Mitten im Paradies erlebt Natascha (Name geändert) die Hölle. Sie gerät beim Familienurlaub im Indischen Ozean in eine starke Strömung und ertrinkt fast. Ihre Kinder müssen hilflos dabei zusehen, während ihr Mann völlig unbeteiligt danebensteht, ihm scheint der Vorfall gar nicht nahezugehen. Sie überlebt und entscheidet sich danach, ihre bereits unglückliche Ehe zu beenden. Doch damit geht der Albtraum für sie erst richtig los.

Nachdem sie anfangs großes Vertrauen in die Beziehung gesetzt hat, bemerkt sie „nach und nach, dass das, was er von sich gibt, nicht dem entspricht, was man selbst beobachtet. Es war sehr schwierig, mir das selbst einzugestehen, denn man traut dann dem eigenen Verstand nicht“. Natascha ist an einen Mann mit narzisstischer Persönlichkeit geraten, wie sie heute ganz klar definiert. „Da ist eine Abwesenheit jeglicher Form von Empathie“, die sich bei ihrem Badeunfall so klar gezeigt hat, wie nie zuvor. Eine Trennung ist für sie unausweichlich geworden, doch ihr Noch-Ehemann wird es ihr so schwer wie möglich machen. Dabei geht es ihm nicht um Liebe, sondern nur um Kontrolle und Macht.

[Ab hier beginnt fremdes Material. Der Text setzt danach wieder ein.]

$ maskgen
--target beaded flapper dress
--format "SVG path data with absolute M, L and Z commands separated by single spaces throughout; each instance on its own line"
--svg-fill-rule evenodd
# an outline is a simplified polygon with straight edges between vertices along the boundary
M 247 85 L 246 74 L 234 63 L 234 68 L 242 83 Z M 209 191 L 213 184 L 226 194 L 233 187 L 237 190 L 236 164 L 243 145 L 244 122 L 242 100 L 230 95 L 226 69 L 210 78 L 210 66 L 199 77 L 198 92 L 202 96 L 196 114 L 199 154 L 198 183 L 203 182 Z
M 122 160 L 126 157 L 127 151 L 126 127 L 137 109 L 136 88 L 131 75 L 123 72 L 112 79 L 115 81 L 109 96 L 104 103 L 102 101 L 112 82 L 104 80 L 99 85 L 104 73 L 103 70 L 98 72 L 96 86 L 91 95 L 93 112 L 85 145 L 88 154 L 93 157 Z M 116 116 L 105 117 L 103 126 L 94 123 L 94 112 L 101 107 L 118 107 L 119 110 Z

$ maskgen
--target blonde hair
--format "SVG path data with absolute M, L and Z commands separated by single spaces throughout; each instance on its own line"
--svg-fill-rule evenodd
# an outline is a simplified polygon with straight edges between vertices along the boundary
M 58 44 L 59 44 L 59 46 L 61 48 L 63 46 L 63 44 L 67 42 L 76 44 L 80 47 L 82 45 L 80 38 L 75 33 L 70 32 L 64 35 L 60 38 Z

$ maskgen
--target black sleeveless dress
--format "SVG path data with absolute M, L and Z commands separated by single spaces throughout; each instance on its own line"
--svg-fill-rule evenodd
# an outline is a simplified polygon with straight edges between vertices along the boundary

Ihr Ex-Mann will ihr alles wegnehmen

Das Ehepaar hat nicht nur gemeinsame Kinder, sondern auch eine Firma mit großen Aufträgen, Natascha ist Gesellschafterin. „Ich habe ihm gesagt, lass uns in Frieden, im Guten trennen. Das Geschäftliche lässt sich wunderbar regeln, wir werden beide versorgt sein. Wir hatten sehr zuverlässige Business-Partner, die volles Verständnis für die Situation hatten“, blickt die Unternehmerin zurück. Anfangs lässt ihr Ex-mann sie noch im Glauben, dass die Scheidung problemlos über die Bühne gehen wird. „Aber das war eine Falle, damit er sich in Ruhe auf Angriffe gegen mich, die Kinder und die Kunden vorbereiten kann. Sobald ich gesagt habe, jetzt ist es wirklich aus, hat er mit physischer Gewalt angefangen und wollte uns aus dem Haus drängen.“ Er will Natascha alles nehmen, was ihr wichtig ist: die Kinder, die Immobilien, das Geld und das Geschäft. Seit etwa sechs Jahren steht die Zweifachmama mit ihrem Ex-Mann nun schon vor Gericht. Es geht um die Obsorge, das Kontaktrecht, aber auch um das Vermögen und die Firma.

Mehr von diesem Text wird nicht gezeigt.